Il vero problema dell’Italia sono gli italiani, o quantomeno la metà di loro. E non stiamo parlando solo di tutti quelli che hanno votato la destra portandola al governo, e neanche di coloro che dal governo stanno cercando di cambiare il paese in peggio. Certo, anche di loro. Ma soprattutto di quelli che che seguono sui social Chiara Ferragni, quasi trenta milioni. Appunto la metà della popolazione. Che probabilmente in maggioranza hanno votato per Meloni e “compagni” – ma magari qualcuno ha anche votato a sinistra – ma che soprattutto seguono l’influencer più famosa d’Italia qualsiasi cosa faccia o dica, errori e truffe compresi.

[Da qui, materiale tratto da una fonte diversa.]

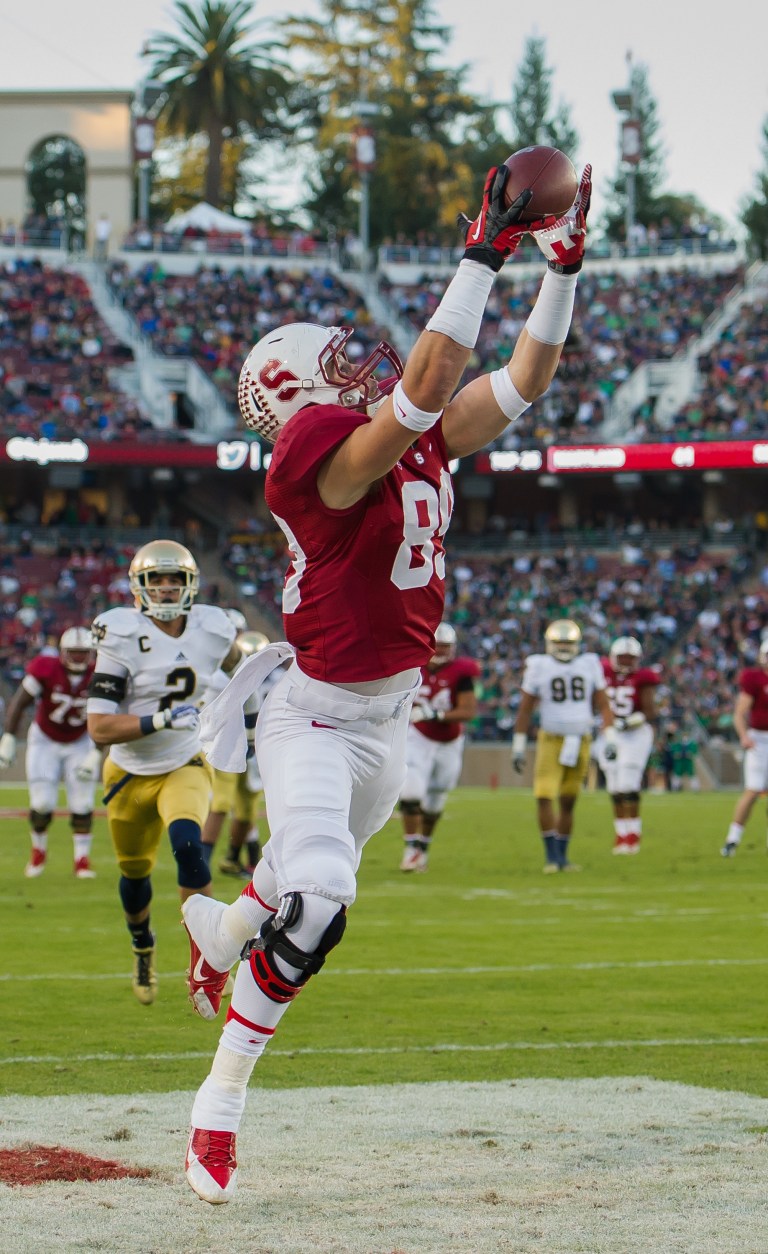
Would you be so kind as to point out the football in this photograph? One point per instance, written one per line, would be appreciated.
(549, 173)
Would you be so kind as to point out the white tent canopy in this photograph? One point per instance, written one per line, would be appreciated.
(206, 217)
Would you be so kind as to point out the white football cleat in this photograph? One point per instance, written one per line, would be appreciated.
(413, 859)
(211, 1165)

Chi sono questi trenta milioni, cosa pensano, cosa fanno nella vita, quanto guadagnano, pagano le tasse? Solo rispondendo a queste domande potremmo capire in che Paese viviamo: se fossimo il Censis, di queste persone ci occuperemmo nel prossimo rapporto annuale. Ne verrebbe fuori una fotografia neorealista straordinaria e purtroppo deprimente. Ma ci aiuterebbe a renderci conto della realtà, e magari aiuterebbe pure la nostra sinistra a cominciare un lavoro lungo e faticoso che significa gettarsi a capofitto in mezzo al popolo, o alla gente come si dice oggi, per verificare quanto vicino o lontano sia esso da quello che dicono e fanno i suoi leader del cosiddetto campo progressista. E di conseguenza cosa dovrebbero fare e dire per convincerne almeno un pezzo a fidarsi di loro invece che di Ferragni.

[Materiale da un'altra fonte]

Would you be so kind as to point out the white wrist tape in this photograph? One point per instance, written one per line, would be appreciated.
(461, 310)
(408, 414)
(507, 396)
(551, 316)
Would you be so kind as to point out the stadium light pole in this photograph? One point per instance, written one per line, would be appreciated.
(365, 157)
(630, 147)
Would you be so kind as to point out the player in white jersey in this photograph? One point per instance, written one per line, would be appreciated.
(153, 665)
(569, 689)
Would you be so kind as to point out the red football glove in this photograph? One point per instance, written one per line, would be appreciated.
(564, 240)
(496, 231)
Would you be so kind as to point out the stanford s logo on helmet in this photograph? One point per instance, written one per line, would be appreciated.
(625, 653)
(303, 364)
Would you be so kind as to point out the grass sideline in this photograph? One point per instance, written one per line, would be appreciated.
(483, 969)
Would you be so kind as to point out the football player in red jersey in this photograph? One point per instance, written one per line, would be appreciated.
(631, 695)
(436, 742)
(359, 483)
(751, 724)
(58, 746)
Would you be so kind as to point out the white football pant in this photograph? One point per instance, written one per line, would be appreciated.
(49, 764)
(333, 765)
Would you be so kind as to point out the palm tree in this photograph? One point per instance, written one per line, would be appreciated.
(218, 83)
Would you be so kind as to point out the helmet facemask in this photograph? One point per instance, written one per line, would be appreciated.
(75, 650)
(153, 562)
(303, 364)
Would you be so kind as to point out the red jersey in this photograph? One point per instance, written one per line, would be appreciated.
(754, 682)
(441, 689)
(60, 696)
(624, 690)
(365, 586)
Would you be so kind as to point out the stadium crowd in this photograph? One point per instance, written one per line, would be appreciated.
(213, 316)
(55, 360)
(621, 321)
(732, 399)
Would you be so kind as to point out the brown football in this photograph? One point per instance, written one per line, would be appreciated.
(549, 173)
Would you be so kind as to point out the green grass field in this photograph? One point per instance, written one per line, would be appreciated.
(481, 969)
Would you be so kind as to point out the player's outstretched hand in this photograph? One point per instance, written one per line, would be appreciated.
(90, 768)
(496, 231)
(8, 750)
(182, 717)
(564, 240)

Sarebbe un bagno nella realtà, che potrebbe anche provocare un profondo sconforto, ma che è l’unica strada che consentirebbe al centrosinistra di capire in che Paese viviamo, cosa sono i suoi abitanti, e cosa si aspettano dalla politica. Ammesso che si aspettino ancora qualcosa. Si tratterebbe di qualcosa molto più importante di qualsiasi sondaggio, una volta si chiamava inchiesta, ovvero un sistema che riporterebbe la sinistra a tentare di ricostruire quella relazione col popolo necessaria, anzi indispensabile, per poter capire cosa si dovrebbe pensare e poi fare per governare l’Italia.

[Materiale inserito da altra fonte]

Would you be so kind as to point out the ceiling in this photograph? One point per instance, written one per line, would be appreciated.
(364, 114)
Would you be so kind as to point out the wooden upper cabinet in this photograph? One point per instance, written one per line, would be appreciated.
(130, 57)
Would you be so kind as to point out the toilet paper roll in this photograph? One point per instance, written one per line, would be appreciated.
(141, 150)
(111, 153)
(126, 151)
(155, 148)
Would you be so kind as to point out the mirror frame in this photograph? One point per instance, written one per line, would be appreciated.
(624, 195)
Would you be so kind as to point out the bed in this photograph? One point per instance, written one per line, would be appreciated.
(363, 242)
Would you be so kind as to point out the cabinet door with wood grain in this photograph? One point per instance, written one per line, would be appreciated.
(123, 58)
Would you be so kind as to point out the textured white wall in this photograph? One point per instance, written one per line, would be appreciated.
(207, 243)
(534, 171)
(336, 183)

Le sezioni di partito, quelle che una volta consentivano di stringere il rapporto tra politica e società civile, non esistono più, e se esistono sono quasi sempre vuote. Oggi esistono i social, uno strumento di comunicazione che se non ci fosse sarebbe meglio. Ma purtroppo c’è, e quindi bisogna fare i conti con lui. O meglio, con chi dentro quei social vive e vegeta. E appunto ama Ferragni, eletta leader maxima, la donna che indica la via da seguire (manco fosse Dio), una via fatta di oggetti e vestiti lussuosi, di stelline, di feste esclusive, di “bella vita”. Che la maggioranza di quei trenta followers non potrà mai permettersi ma che consente loro di sognare e di godere per interposta a persona, ovviamente invidiando chi invece quella vita può permettersi e la ostenta senza alcuna vergogna.
Non è facile provare e poi riuscire a proporre un’alternativa a questo modello, tuttavia per la sinistra è indispensabile mettere sul piatto del consenso un altro sogno, anzi un’altra realtà. Fatta di concretezza, cioè del miglioramento della condizione sociale di chi oggi non vive bene e si rifugia nella chimera proposta da Ferragni. Ma prima deve capire con chi ha a che fare, altrimenti continuerà a polemizzare con il governo Meloni attraverso brevi e inutili comparsate in televisione. Che non possono certamente essere abolite, è evidente che l’opposizione deve continuare ad andare in tv, ma contemporaneamente deve “sporcarsi le mani” nel mondo non virtuale, composto da persone e in carne ed ossa (spesso più ossa che carne) e non da figurine elettroniche, tanto carine e altrettanto finte.